Poagao's Journal

Absolutely Not Your Monkey

Apr 16 2010

and then what

I was sitting at the cafe today, trying to work on my book, when an elderly couple sat down next to me. I’d heard their loud conversation as they came up the stairs, but most of the old people there speak loudly.

Once they sat down, the woman began to wear the man down with a long, withering nagging session. It wasn’t just me, either; I’d bet most of the people in the room were worn down by it after just a short time. “You’ve got high blood sugar, high cholesterol,” she told him. “And you think you can work? You could die at any time, and then what?” Not a lot of it made sense as I didn’t know the background to the conversation, but the nagging, condescending tone of the woman grated. How could this man have put up with this for so many years? I wondered. Perhaps he just didn’t want to upset her and never told her the secrets in his heart, or perhaps he had just revealed them to her, expecting, hoping against hope, that maybe this time she would reveal some amount of compassion and sympathy for his plight. Either way, he was wrong. Did she know what she was doing to him, what she’d been doing all those years? But he could leave at any time, right? Yet for some reason it had become a choice between not being able to live without her and barely living with her.

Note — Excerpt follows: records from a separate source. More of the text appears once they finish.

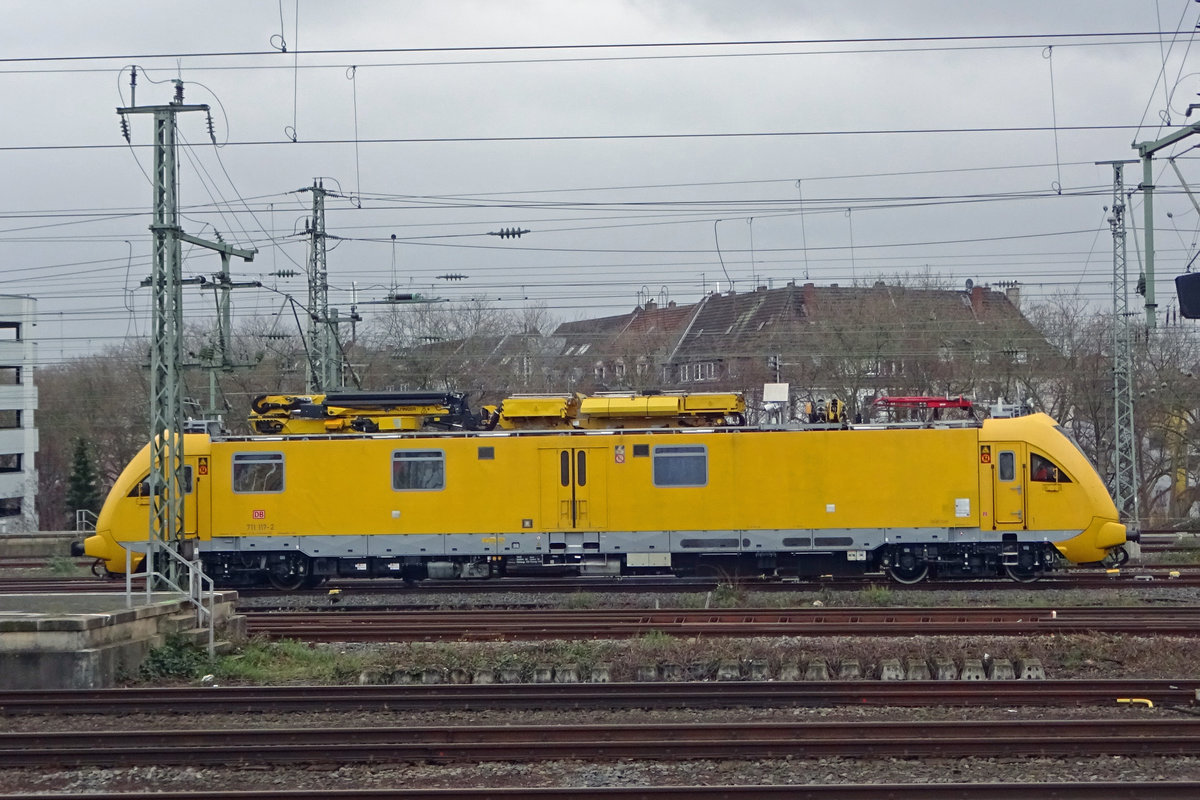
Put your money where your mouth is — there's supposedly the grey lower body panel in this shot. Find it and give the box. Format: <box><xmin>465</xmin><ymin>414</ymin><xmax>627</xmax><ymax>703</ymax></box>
<box><xmin>200</xmin><ymin>528</ymin><xmax>1080</xmax><ymax>559</ymax></box>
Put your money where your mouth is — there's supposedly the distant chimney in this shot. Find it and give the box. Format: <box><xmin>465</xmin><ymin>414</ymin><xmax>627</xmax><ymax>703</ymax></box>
<box><xmin>1004</xmin><ymin>285</ymin><xmax>1021</xmax><ymax>308</ymax></box>
<box><xmin>971</xmin><ymin>287</ymin><xmax>983</xmax><ymax>317</ymax></box>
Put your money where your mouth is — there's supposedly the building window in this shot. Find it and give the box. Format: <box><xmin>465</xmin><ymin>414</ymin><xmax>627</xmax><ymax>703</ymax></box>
<box><xmin>391</xmin><ymin>450</ymin><xmax>446</xmax><ymax>492</ymax></box>
<box><xmin>654</xmin><ymin>445</ymin><xmax>708</xmax><ymax>486</ymax></box>
<box><xmin>233</xmin><ymin>452</ymin><xmax>283</xmax><ymax>494</ymax></box>
<box><xmin>679</xmin><ymin>361</ymin><xmax>716</xmax><ymax>384</ymax></box>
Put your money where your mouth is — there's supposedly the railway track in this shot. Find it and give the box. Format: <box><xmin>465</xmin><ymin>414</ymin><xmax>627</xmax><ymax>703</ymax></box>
<box><xmin>9</xmin><ymin>566</ymin><xmax>1200</xmax><ymax>602</ymax></box>
<box><xmin>0</xmin><ymin>679</ymin><xmax>1200</xmax><ymax>716</ymax></box>
<box><xmin>0</xmin><ymin>781</ymin><xmax>1200</xmax><ymax>800</ymax></box>
<box><xmin>245</xmin><ymin>607</ymin><xmax>1200</xmax><ymax>642</ymax></box>
<box><xmin>0</xmin><ymin>718</ymin><xmax>1200</xmax><ymax>768</ymax></box>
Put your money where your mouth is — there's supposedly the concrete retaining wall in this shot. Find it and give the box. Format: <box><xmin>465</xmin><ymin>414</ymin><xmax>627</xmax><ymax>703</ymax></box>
<box><xmin>0</xmin><ymin>591</ymin><xmax>246</xmax><ymax>690</ymax></box>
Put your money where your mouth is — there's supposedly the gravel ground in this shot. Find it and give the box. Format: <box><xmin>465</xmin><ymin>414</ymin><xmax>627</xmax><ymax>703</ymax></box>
<box><xmin>0</xmin><ymin>708</ymin><xmax>1200</xmax><ymax>794</ymax></box>
<box><xmin>7</xmin><ymin>585</ymin><xmax>1200</xmax><ymax>795</ymax></box>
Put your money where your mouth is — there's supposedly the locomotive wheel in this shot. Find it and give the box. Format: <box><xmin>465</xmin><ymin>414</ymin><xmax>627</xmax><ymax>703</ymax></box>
<box><xmin>266</xmin><ymin>554</ymin><xmax>310</xmax><ymax>591</ymax></box>
<box><xmin>1004</xmin><ymin>566</ymin><xmax>1042</xmax><ymax>583</ymax></box>
<box><xmin>888</xmin><ymin>557</ymin><xmax>929</xmax><ymax>584</ymax></box>
<box><xmin>266</xmin><ymin>572</ymin><xmax>307</xmax><ymax>591</ymax></box>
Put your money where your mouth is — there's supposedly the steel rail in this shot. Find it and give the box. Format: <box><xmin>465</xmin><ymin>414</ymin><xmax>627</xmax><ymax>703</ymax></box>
<box><xmin>0</xmin><ymin>720</ymin><xmax>1200</xmax><ymax>768</ymax></box>
<box><xmin>245</xmin><ymin>607</ymin><xmax>1200</xmax><ymax>642</ymax></box>
<box><xmin>0</xmin><ymin>781</ymin><xmax>1200</xmax><ymax>800</ymax></box>
<box><xmin>7</xmin><ymin>565</ymin><xmax>1200</xmax><ymax>599</ymax></box>
<box><xmin>0</xmin><ymin>679</ymin><xmax>1200</xmax><ymax>715</ymax></box>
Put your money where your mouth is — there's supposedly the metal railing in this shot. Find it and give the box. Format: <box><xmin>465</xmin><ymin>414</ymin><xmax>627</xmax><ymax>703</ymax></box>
<box><xmin>125</xmin><ymin>541</ymin><xmax>216</xmax><ymax>657</ymax></box>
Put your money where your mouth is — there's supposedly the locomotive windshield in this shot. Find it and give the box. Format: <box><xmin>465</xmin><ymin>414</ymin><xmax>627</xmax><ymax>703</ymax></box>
<box><xmin>1030</xmin><ymin>453</ymin><xmax>1070</xmax><ymax>483</ymax></box>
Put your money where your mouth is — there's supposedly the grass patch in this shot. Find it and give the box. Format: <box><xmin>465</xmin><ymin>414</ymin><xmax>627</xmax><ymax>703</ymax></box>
<box><xmin>210</xmin><ymin>639</ymin><xmax>367</xmax><ymax>685</ymax></box>
<box><xmin>138</xmin><ymin>636</ymin><xmax>214</xmax><ymax>682</ymax></box>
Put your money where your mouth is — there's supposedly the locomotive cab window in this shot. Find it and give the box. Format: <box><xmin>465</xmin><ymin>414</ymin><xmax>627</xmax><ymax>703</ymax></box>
<box><xmin>997</xmin><ymin>450</ymin><xmax>1016</xmax><ymax>481</ymax></box>
<box><xmin>654</xmin><ymin>445</ymin><xmax>708</xmax><ymax>486</ymax></box>
<box><xmin>1030</xmin><ymin>453</ymin><xmax>1070</xmax><ymax>483</ymax></box>
<box><xmin>128</xmin><ymin>465</ymin><xmax>192</xmax><ymax>498</ymax></box>
<box><xmin>233</xmin><ymin>452</ymin><xmax>283</xmax><ymax>494</ymax></box>
<box><xmin>391</xmin><ymin>450</ymin><xmax>446</xmax><ymax>492</ymax></box>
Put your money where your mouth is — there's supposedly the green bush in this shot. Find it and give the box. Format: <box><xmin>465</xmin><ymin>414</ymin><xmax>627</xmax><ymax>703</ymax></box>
<box><xmin>139</xmin><ymin>636</ymin><xmax>212</xmax><ymax>681</ymax></box>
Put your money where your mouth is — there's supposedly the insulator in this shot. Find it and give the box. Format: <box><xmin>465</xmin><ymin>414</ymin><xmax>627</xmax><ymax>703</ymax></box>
<box><xmin>488</xmin><ymin>228</ymin><xmax>529</xmax><ymax>239</ymax></box>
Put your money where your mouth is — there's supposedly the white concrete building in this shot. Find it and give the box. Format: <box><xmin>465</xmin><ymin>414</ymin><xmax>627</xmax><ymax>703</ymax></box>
<box><xmin>0</xmin><ymin>295</ymin><xmax>37</xmax><ymax>534</ymax></box>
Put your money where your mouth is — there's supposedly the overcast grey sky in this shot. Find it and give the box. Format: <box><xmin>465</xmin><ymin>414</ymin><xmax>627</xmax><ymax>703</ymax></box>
<box><xmin>0</xmin><ymin>0</ymin><xmax>1200</xmax><ymax>363</ymax></box>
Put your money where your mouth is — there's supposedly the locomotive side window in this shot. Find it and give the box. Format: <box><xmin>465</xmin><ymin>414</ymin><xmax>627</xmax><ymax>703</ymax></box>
<box><xmin>1030</xmin><ymin>453</ymin><xmax>1070</xmax><ymax>483</ymax></box>
<box><xmin>654</xmin><ymin>445</ymin><xmax>708</xmax><ymax>486</ymax></box>
<box><xmin>233</xmin><ymin>452</ymin><xmax>283</xmax><ymax>494</ymax></box>
<box><xmin>128</xmin><ymin>464</ymin><xmax>192</xmax><ymax>498</ymax></box>
<box><xmin>391</xmin><ymin>450</ymin><xmax>446</xmax><ymax>492</ymax></box>
<box><xmin>1000</xmin><ymin>450</ymin><xmax>1016</xmax><ymax>481</ymax></box>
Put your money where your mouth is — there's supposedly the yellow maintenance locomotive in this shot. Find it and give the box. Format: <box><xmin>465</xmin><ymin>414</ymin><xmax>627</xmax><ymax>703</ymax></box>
<box><xmin>85</xmin><ymin>393</ymin><xmax>1126</xmax><ymax>589</ymax></box>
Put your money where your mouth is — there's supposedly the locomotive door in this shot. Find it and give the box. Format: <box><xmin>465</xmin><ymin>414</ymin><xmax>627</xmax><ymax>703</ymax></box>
<box><xmin>184</xmin><ymin>456</ymin><xmax>212</xmax><ymax>539</ymax></box>
<box><xmin>991</xmin><ymin>441</ymin><xmax>1027</xmax><ymax>529</ymax></box>
<box><xmin>541</xmin><ymin>447</ymin><xmax>608</xmax><ymax>530</ymax></box>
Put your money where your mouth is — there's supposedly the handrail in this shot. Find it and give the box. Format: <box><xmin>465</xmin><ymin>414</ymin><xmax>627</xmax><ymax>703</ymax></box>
<box><xmin>125</xmin><ymin>541</ymin><xmax>216</xmax><ymax>657</ymax></box>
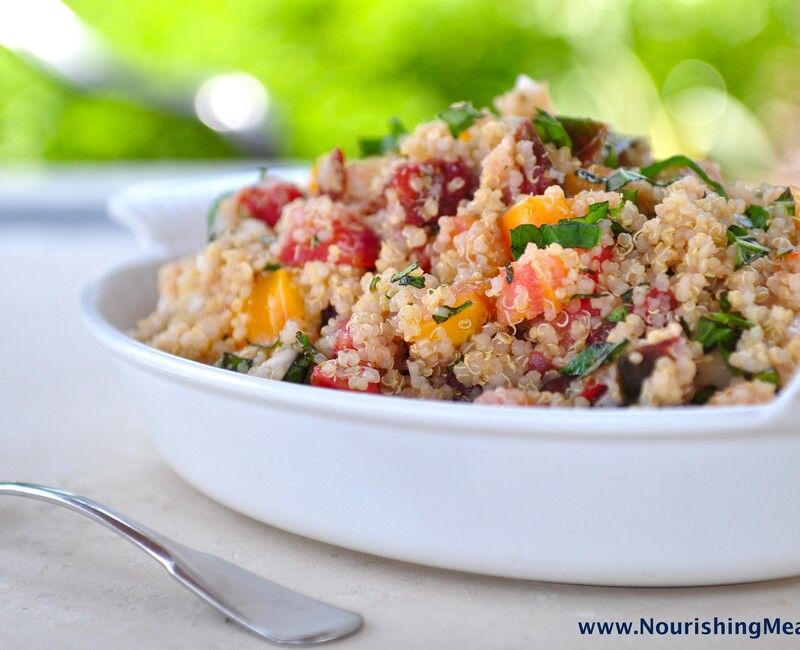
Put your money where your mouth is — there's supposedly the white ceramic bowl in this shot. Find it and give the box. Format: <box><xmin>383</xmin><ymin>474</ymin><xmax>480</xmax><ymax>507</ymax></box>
<box><xmin>83</xmin><ymin>171</ymin><xmax>800</xmax><ymax>586</ymax></box>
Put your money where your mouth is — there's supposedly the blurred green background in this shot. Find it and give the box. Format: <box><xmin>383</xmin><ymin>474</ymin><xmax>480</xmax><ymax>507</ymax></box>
<box><xmin>0</xmin><ymin>0</ymin><xmax>800</xmax><ymax>178</ymax></box>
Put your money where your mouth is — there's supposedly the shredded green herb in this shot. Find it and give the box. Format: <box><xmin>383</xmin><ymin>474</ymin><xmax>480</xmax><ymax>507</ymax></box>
<box><xmin>694</xmin><ymin>312</ymin><xmax>753</xmax><ymax>352</ymax></box>
<box><xmin>432</xmin><ymin>300</ymin><xmax>473</xmax><ymax>325</ymax></box>
<box><xmin>606</xmin><ymin>305</ymin><xmax>631</xmax><ymax>323</ymax></box>
<box><xmin>214</xmin><ymin>352</ymin><xmax>253</xmax><ymax>373</ymax></box>
<box><xmin>533</xmin><ymin>109</ymin><xmax>572</xmax><ymax>149</ymax></box>
<box><xmin>436</xmin><ymin>102</ymin><xmax>483</xmax><ymax>138</ymax></box>
<box><xmin>389</xmin><ymin>260</ymin><xmax>425</xmax><ymax>289</ymax></box>
<box><xmin>728</xmin><ymin>225</ymin><xmax>770</xmax><ymax>269</ymax></box>
<box><xmin>511</xmin><ymin>219</ymin><xmax>600</xmax><ymax>260</ymax></box>
<box><xmin>744</xmin><ymin>205</ymin><xmax>769</xmax><ymax>230</ymax></box>
<box><xmin>776</xmin><ymin>187</ymin><xmax>797</xmax><ymax>215</ymax></box>
<box><xmin>358</xmin><ymin>117</ymin><xmax>408</xmax><ymax>158</ymax></box>
<box><xmin>206</xmin><ymin>190</ymin><xmax>235</xmax><ymax>241</ymax></box>
<box><xmin>560</xmin><ymin>339</ymin><xmax>628</xmax><ymax>377</ymax></box>
<box><xmin>641</xmin><ymin>154</ymin><xmax>728</xmax><ymax>199</ymax></box>
<box><xmin>575</xmin><ymin>167</ymin><xmax>650</xmax><ymax>192</ymax></box>
<box><xmin>283</xmin><ymin>332</ymin><xmax>319</xmax><ymax>384</ymax></box>
<box><xmin>753</xmin><ymin>368</ymin><xmax>781</xmax><ymax>388</ymax></box>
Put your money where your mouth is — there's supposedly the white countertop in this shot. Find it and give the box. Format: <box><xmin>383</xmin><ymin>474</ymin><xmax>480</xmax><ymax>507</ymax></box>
<box><xmin>0</xmin><ymin>220</ymin><xmax>800</xmax><ymax>650</ymax></box>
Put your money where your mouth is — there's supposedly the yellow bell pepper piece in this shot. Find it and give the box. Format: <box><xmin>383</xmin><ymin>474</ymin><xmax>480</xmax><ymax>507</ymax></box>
<box><xmin>500</xmin><ymin>194</ymin><xmax>575</xmax><ymax>255</ymax></box>
<box><xmin>245</xmin><ymin>269</ymin><xmax>305</xmax><ymax>344</ymax></box>
<box><xmin>415</xmin><ymin>286</ymin><xmax>491</xmax><ymax>347</ymax></box>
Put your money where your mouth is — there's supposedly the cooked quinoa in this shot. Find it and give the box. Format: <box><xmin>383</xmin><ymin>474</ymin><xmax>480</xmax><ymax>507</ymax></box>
<box><xmin>136</xmin><ymin>76</ymin><xmax>800</xmax><ymax>407</ymax></box>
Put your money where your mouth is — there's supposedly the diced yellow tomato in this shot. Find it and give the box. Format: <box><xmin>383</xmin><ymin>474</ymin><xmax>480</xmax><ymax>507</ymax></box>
<box><xmin>415</xmin><ymin>285</ymin><xmax>492</xmax><ymax>347</ymax></box>
<box><xmin>783</xmin><ymin>251</ymin><xmax>800</xmax><ymax>273</ymax></box>
<box><xmin>497</xmin><ymin>249</ymin><xmax>567</xmax><ymax>326</ymax></box>
<box><xmin>245</xmin><ymin>269</ymin><xmax>305</xmax><ymax>343</ymax></box>
<box><xmin>500</xmin><ymin>194</ymin><xmax>575</xmax><ymax>255</ymax></box>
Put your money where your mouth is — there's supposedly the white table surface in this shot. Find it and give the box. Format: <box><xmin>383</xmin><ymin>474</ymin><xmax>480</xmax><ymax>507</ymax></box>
<box><xmin>0</xmin><ymin>221</ymin><xmax>800</xmax><ymax>650</ymax></box>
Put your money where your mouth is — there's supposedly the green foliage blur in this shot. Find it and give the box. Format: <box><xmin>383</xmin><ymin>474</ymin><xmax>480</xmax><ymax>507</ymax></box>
<box><xmin>0</xmin><ymin>0</ymin><xmax>800</xmax><ymax>175</ymax></box>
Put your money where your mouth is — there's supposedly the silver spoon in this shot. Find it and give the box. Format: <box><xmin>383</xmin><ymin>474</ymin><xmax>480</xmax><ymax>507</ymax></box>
<box><xmin>0</xmin><ymin>482</ymin><xmax>363</xmax><ymax>645</ymax></box>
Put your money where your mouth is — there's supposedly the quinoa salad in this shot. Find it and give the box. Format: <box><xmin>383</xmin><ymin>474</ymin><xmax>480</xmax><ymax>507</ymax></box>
<box><xmin>135</xmin><ymin>76</ymin><xmax>800</xmax><ymax>407</ymax></box>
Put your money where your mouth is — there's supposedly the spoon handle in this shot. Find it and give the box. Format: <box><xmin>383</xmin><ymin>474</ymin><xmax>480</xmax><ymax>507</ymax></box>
<box><xmin>0</xmin><ymin>482</ymin><xmax>363</xmax><ymax>645</ymax></box>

I couldn’t keep working. I had to leave, lest the heaping pile of NO YOU CAN’T smother me as well as the rest of the room. It was a gray day outside, but I needed the fresh air.

The book is coming along fairly well, by the way; I’m over 80% done with this revision, and the word count is comfortably over 90,000. The last sections need more work than the earlier parts, however, so it’s taking more time and effort.

I walked over to the camera street instead of taking the MRT to my job in the afternoon like I usually do, trying to get the old woman’s soul-destroying tune out of my head. I was looking at prices of Leica M adapters for my GF1, but I was surprised to find a lens I’d been hankering after for months, just arrived today.

I didn’t buy it. Maybe the old woman was right. What a frightening thought.

posted by Poagao at 4:04 pm  

6 Comments »

  1. I can completely and totally empathize with the guy.

    Comment by Brian Q. Webb — April 17, 2010 @ 2:53 pm

  2. As can I.

    Comment by Poagao — April 17, 2010 @ 3:53 pm

  3. I wish you’d send me the book.

    Comment by Prince Roy — April 21, 2010 @ 5:31 pm

  4. I will, you can proofread it for me after I’m done with this revision.

    Comment by Poagao — April 21, 2010 @ 5:39 pm

  5. Thank goodness you could up and leave.

    What lens are you hinting at, I wonder? I recently got the 20mm 1.7 and it’s blown my mind away.

    Have you read this btw?:

    http://www.guardian.co.uk/artanddesign/2010/apr/18/street-photography-privacy-surveillance

    Comment by persimmonous — April 26, 2010 @ 7:59 pm

  6. It was the new Olympus m43 9-18mm, and I did get it as well as a Leica M adapter a few days ago.

    As to the article, yes, I saw it. Interesting and a little scary how so-called street photography has developed in recent years.